Ticket to deride: Sacramento labor group, RT clash over new ride-sharing partnership
Station Link Program offers discounted ride-sharing fares on Golden 1 Center event days
A program meant to bolster light-rail usage in the suburbs has drawn criticism from labor interests who say it will benefit ride-sharing companies at the expense of low-income transit riders and industry workers.
The new Station Link Program launched with the opening of the Golden 1 Center on October 5. A partnership between Sacramento Regional Transit, Uber, Lyft and Yellow Cab, Station Link offers $5 off fares to or from select light-rail stations on event dates, up to 10 trips per rider, when riders use promo code “SACRT” through the Uber, Lyft or Curb apps.
While lauded by RT as efficient transportation consolidation in an already heavily congested area, the Sacramento Central Labor Council claimed the ride-hailing services engaged in exploitative practices.
“When a public agency is contracting with companies that have a notorious reputation of not just exploiting the workforce, but also not even recognizing that these folks are their employees, that’s an issue for us,” said SCLC Executive Director Fabrizio Sasso.

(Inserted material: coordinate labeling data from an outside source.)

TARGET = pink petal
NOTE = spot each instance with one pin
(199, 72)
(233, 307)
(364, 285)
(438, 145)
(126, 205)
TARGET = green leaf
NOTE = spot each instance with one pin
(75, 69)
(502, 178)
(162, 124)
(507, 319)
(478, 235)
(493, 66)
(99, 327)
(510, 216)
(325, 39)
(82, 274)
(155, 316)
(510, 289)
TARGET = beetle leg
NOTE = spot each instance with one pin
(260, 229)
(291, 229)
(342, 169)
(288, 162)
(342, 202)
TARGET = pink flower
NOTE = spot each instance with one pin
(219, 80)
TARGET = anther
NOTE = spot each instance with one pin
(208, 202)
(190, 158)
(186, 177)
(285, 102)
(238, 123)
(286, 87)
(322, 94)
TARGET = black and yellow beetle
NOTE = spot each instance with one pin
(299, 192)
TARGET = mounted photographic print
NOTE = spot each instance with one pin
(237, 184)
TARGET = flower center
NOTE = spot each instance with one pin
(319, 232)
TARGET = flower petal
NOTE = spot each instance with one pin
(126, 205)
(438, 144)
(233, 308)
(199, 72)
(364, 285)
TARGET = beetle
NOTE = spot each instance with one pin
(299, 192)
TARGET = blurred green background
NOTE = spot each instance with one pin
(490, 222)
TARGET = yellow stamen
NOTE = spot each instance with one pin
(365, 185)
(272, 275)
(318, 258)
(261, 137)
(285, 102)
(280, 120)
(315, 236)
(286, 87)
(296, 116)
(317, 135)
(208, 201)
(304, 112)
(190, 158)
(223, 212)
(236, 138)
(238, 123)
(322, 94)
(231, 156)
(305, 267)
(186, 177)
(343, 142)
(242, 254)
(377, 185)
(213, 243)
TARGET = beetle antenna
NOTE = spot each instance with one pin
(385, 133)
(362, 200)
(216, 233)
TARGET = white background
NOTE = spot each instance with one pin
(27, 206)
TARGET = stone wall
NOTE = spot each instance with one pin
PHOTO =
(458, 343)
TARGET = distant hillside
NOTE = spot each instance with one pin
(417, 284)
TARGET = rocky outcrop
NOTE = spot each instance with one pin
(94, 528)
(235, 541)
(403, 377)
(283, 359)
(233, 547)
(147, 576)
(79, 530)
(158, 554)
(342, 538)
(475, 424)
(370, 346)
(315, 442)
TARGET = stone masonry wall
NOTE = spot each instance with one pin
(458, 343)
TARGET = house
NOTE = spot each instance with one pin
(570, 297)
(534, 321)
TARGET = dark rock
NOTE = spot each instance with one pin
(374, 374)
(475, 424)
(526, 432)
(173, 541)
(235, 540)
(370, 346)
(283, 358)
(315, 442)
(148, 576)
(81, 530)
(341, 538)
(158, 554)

Sasso was referring to partly ongoing litigation brought against both Uber and Lyft by drivers who claim they have been unfairly misclassified as independent contractors, and want compensation for fuel and auto maintenance. In June, U.S. Northern District of California Judge Vince Chhabria approved a $27 million settlement on behalf of Lyft drivers who sued to be classified as employees. The settlement had been increased from $12.5 million after Chhabria rejected the original amount as too low. In August, Judge Edward Chen, of the same court in San Francisco, denied a $100 million settlement offer from Uber following a similar three-year lawsuit, also on the grounds that it was too low.
Additionally, Sasso contended the program would incentivize car use and questioned its environmental benefits.

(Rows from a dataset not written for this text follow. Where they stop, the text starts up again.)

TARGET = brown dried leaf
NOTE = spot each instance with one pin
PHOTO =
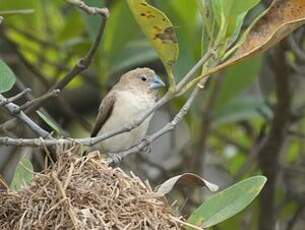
(283, 17)
(189, 179)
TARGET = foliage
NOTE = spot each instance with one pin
(227, 203)
(237, 111)
(7, 77)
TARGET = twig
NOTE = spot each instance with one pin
(169, 127)
(269, 153)
(42, 99)
(66, 199)
(14, 110)
(16, 97)
(21, 11)
(88, 9)
(36, 142)
(79, 67)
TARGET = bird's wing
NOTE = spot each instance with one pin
(104, 113)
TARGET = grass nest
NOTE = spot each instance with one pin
(84, 193)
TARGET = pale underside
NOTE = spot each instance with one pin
(127, 108)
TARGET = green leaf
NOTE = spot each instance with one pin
(230, 15)
(227, 203)
(7, 77)
(23, 174)
(51, 122)
(159, 30)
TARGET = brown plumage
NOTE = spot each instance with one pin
(134, 94)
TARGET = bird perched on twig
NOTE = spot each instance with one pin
(134, 94)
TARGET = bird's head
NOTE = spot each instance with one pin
(144, 79)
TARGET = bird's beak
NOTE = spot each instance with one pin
(156, 83)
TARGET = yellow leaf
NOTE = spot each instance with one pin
(159, 30)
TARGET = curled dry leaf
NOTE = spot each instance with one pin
(278, 21)
(189, 179)
(283, 17)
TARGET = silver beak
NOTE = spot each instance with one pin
(157, 83)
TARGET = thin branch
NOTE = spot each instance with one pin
(14, 110)
(168, 128)
(79, 67)
(16, 97)
(88, 9)
(36, 142)
(41, 99)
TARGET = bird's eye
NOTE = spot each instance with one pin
(143, 78)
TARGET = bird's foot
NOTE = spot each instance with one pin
(114, 160)
(147, 146)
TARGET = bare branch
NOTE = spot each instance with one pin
(41, 100)
(14, 110)
(78, 68)
(16, 97)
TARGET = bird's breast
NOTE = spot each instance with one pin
(127, 108)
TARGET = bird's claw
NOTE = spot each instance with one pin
(147, 146)
(114, 160)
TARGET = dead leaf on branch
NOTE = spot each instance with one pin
(282, 17)
(188, 179)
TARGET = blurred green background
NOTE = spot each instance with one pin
(221, 137)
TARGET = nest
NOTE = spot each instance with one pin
(84, 193)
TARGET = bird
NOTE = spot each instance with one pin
(136, 92)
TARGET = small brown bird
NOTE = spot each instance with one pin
(134, 94)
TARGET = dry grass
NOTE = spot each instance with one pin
(84, 193)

RT spokeswoman Susan Bitar denied the lawsuits posed an issue for the ride-incentive program and dismissed claims that it wasn’t environmentally friendly, saying it will reduce the overall number of vehicles on the road.
“Certainly the idea is to take cars off the road; and oftentimes when you take a ride sharing-ride-hailing company, you’re not alone,” Bitar explained. “So that in and of itself will tempt people away from having one person in a car driving solo.”
The program is funded through a $50,000 grant from the Sacramento Metropolitan Air Quality Management District—part of a federally-funded $2.2 million Fleet Modernization Program—with administrative assistance from the Sacramento Area Council of Governments.
Bitar called the program a unique partnership of public and private entities. It will run until the budget is used up after 10,000 redemptions or until March 21, 2017, whichever comes first.
Because they require the use of smartphone apps, Sasso argued those redemptions would cater to people in higher socioeconomic brackets, rather than the people who use RT most.